A reader asks, "Several years ago, I hired our company's first and only salesperson. Early on, I involved him in decisions affecting sales, causing him to request a title change to Vice President of Sales. He thought it would more accurately describe his role and increase his stature with clients. Having struggled to find a good salesperson, I reluctantly agreed. I didn't want him to resign.
"Recently, I hired 2 additional salespeople, one of whom outperforms the 'VP' by a big margin. The 'VP' has no managerial authority over the two new reps but sometimes acts as though he does. This strains the relationship between the three of them. This individual really does not have the experience or presence to hold this title. What should I do about this situation?"
Companies, especially small ones, grow and change. Your dilemma speaks to the importance of assigning titles that accurately reflect an employee's experience and role within your organization.
The VP of Sales Role
Individuals with this title have typically had a successful career in sales and sales management before taking on the VP of Sales role.
Responsibilities usually include working with the CEO, setting company-wide objectives and strategy, determining department budgets, coordinating objectives with other departments, managing sales managers and directors of sales, overseeing customer account management, managing the sales forecast, designing and developing sales training, understanding industry trends, and making high-level presentations to customers.
Those without this broad and deep experience aren't likely to have credibility or succeed in the position.
Inflated Title Causes a Credibility Problem
When someone's title doesn't match their experience, employees may be skeptical. Managers in other departments might think, "C'mon, this guy VP of Sales? Seriously?"
If your VP of Sales calls on customers in a day-to-day sales capacity, they may question his role. People have a certain image of a VP of Sales. If the rep doesn't live up to that ideal, customers will take your company less seriously.
Have a Conversation
Discuss the situation with the rep. Count on it being awkward. Begin the conversation by reminding the salesperson of the size of the company when he first started. Review the many changes that have taken place since. Acknowledge your appreciation of his contributions in the early days of the company.
Let him know that as the make-up of the entire organization has changed, you feel his title no longer matches his job. Remind him that he is part of a sales team now, instead of the sole sales contributor.
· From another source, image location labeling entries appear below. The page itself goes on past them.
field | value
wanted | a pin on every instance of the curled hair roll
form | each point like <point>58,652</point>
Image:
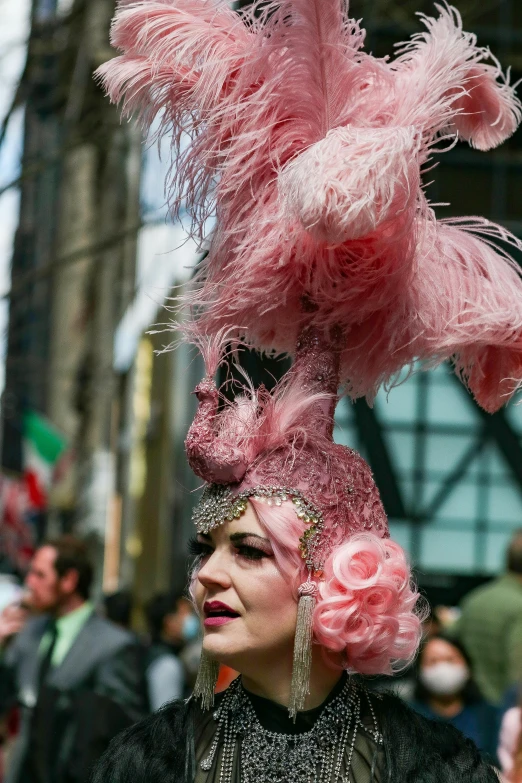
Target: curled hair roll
<point>366,616</point>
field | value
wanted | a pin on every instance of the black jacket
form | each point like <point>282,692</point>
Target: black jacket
<point>160,749</point>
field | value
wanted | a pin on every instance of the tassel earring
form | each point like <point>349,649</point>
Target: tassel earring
<point>300,687</point>
<point>206,680</point>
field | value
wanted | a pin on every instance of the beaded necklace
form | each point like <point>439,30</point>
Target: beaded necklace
<point>314,756</point>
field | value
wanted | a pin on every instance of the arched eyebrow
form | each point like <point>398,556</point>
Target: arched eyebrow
<point>241,536</point>
<point>205,536</point>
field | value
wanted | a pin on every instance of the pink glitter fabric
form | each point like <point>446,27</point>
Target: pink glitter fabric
<point>285,441</point>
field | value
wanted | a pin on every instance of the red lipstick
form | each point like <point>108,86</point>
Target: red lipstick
<point>217,613</point>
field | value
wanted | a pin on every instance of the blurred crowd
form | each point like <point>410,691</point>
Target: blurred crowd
<point>73,674</point>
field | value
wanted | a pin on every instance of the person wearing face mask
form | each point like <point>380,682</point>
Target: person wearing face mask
<point>173,628</point>
<point>445,691</point>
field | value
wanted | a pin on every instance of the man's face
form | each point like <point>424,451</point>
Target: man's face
<point>43,583</point>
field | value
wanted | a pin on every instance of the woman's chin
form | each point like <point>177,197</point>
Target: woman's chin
<point>221,648</point>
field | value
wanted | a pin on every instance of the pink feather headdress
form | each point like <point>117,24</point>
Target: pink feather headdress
<point>311,153</point>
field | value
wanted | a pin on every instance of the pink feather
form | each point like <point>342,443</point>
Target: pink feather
<point>311,151</point>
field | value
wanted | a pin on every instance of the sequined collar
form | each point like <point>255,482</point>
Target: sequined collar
<point>274,717</point>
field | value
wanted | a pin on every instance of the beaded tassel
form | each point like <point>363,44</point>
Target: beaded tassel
<point>205,686</point>
<point>300,687</point>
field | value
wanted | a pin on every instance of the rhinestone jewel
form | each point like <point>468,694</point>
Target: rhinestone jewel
<point>219,504</point>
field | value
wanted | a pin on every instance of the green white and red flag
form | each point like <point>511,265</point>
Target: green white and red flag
<point>43,445</point>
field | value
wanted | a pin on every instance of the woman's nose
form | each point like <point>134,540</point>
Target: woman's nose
<point>215,571</point>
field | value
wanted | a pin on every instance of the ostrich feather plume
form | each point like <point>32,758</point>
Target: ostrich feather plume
<point>311,153</point>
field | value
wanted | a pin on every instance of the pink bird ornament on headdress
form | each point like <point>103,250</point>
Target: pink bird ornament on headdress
<point>311,153</point>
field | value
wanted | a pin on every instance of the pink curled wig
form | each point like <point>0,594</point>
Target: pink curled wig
<point>365,617</point>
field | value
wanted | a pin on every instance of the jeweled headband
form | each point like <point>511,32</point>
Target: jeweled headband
<point>219,504</point>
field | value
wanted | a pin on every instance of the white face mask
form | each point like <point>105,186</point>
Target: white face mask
<point>444,679</point>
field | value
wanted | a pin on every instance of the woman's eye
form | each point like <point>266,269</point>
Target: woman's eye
<point>199,549</point>
<point>250,552</point>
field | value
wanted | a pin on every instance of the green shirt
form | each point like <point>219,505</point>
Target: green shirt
<point>490,628</point>
<point>68,627</point>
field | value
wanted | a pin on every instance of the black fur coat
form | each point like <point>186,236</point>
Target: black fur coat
<point>160,749</point>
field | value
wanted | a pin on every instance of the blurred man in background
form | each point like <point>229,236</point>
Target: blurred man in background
<point>490,628</point>
<point>117,607</point>
<point>173,627</point>
<point>76,676</point>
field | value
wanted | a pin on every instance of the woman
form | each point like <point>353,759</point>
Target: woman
<point>244,588</point>
<point>445,691</point>
<point>311,153</point>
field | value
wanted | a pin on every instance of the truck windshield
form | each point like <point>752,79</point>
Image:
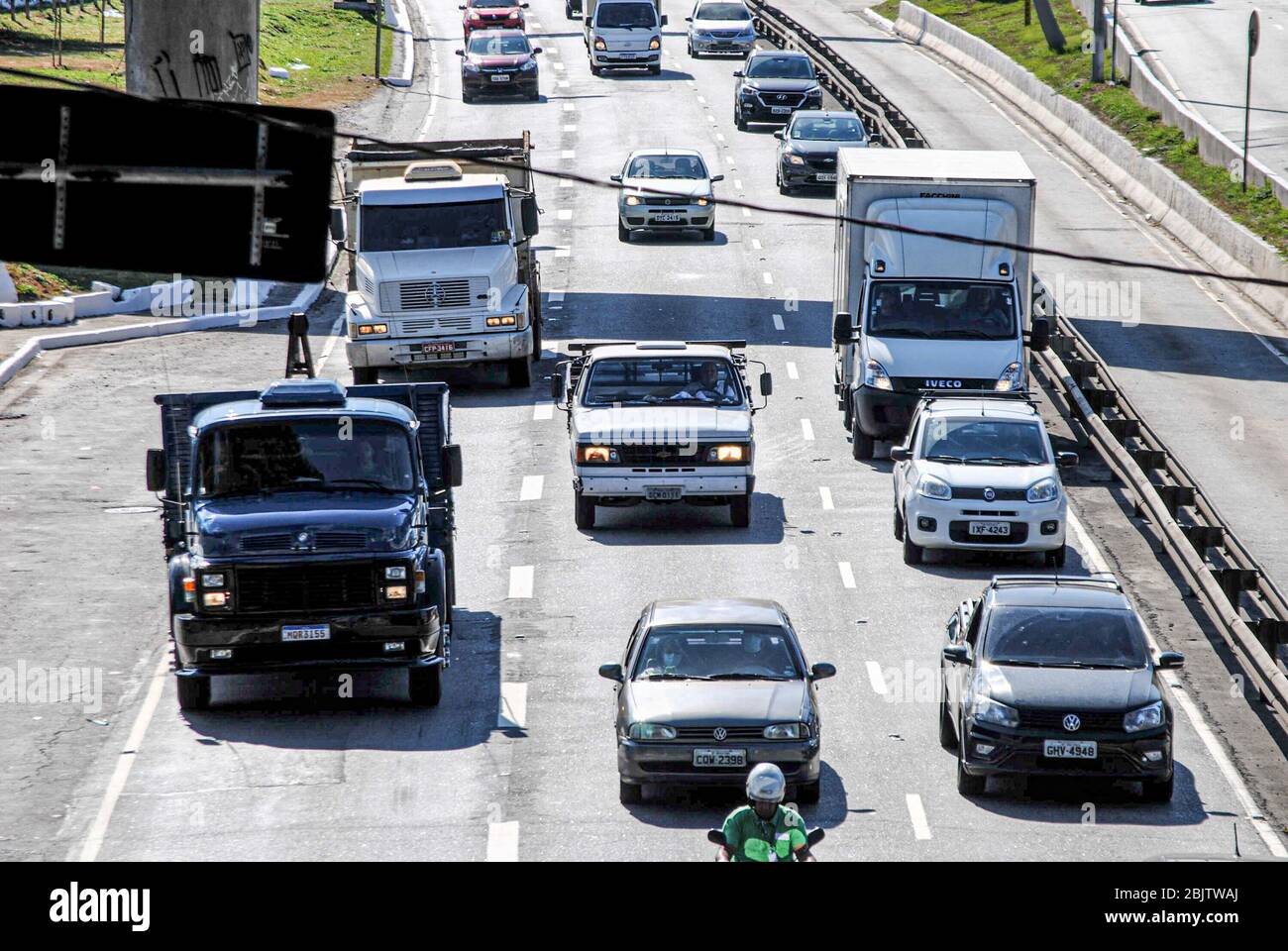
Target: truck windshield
<point>670,380</point>
<point>941,311</point>
<point>429,227</point>
<point>305,455</point>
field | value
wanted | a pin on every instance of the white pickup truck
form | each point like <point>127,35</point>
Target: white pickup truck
<point>660,422</point>
<point>442,268</point>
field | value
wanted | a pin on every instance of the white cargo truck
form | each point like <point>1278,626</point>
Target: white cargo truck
<point>442,269</point>
<point>915,313</point>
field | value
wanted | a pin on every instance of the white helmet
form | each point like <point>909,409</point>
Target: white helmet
<point>765,784</point>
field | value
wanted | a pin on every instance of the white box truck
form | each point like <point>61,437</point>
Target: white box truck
<point>915,313</point>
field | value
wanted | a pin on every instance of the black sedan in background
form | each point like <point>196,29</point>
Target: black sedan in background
<point>706,689</point>
<point>1052,676</point>
<point>498,62</point>
<point>806,155</point>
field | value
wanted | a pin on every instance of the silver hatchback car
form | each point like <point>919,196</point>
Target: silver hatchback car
<point>666,189</point>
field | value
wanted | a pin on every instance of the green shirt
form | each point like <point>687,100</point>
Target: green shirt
<point>751,839</point>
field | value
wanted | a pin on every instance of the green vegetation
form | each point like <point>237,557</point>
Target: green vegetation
<point>1001,24</point>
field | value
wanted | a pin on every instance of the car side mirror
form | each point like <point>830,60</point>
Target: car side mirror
<point>956,654</point>
<point>452,472</point>
<point>156,471</point>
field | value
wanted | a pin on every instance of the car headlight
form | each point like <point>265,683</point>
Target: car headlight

Listen to what he has to say.
Sales Rep's Likely Response
"Is this a demotion? How will this look?," he'll likely ask. Assure him that this is not a demotion but a realignment in response to company growth. His territory and salary will remain unchanged. No company-wide announcement will be made. Other than ordering business cards with his new title, no other changes are planned. Strategize with him about what to say if customers comment on his change of title; most will not even notice.
Undoubtedly, he'll ask for a new title like Senior Director of Sales or Major Account Sales Rep. This negotiation is a test of your leadership. Don't get talked into another title that may not be appropriate down the line. If you want him to use the same title as the other sales representatives, say so.
Right the Wrong
This situation began innocently enough. Because this salesperson had more contact than anyone in the company with prospects, decision makers, and end-users, you asked their opinion on everything from strategic sales decisions to content for brochures. Who better to ask?
No doubt, they enjoyed the involvement in critical sales matters and wanted their contributions acknowledged.
In reality, your VP of Sales has solid but not superstar sales skills and shows little managerial potential. By allowing him to retain this title you'll lose credibility with your employees. Outstanding salespeople may leave, thinking there's no potential for advancement. Customers may question the sophistication of your company.
You need to make a move. Take care of this problem. It won't improve over time. Going forward, resist the urge to bestow lofty titles on individuals, no matter how hard working, who don't have the experience to live up to them.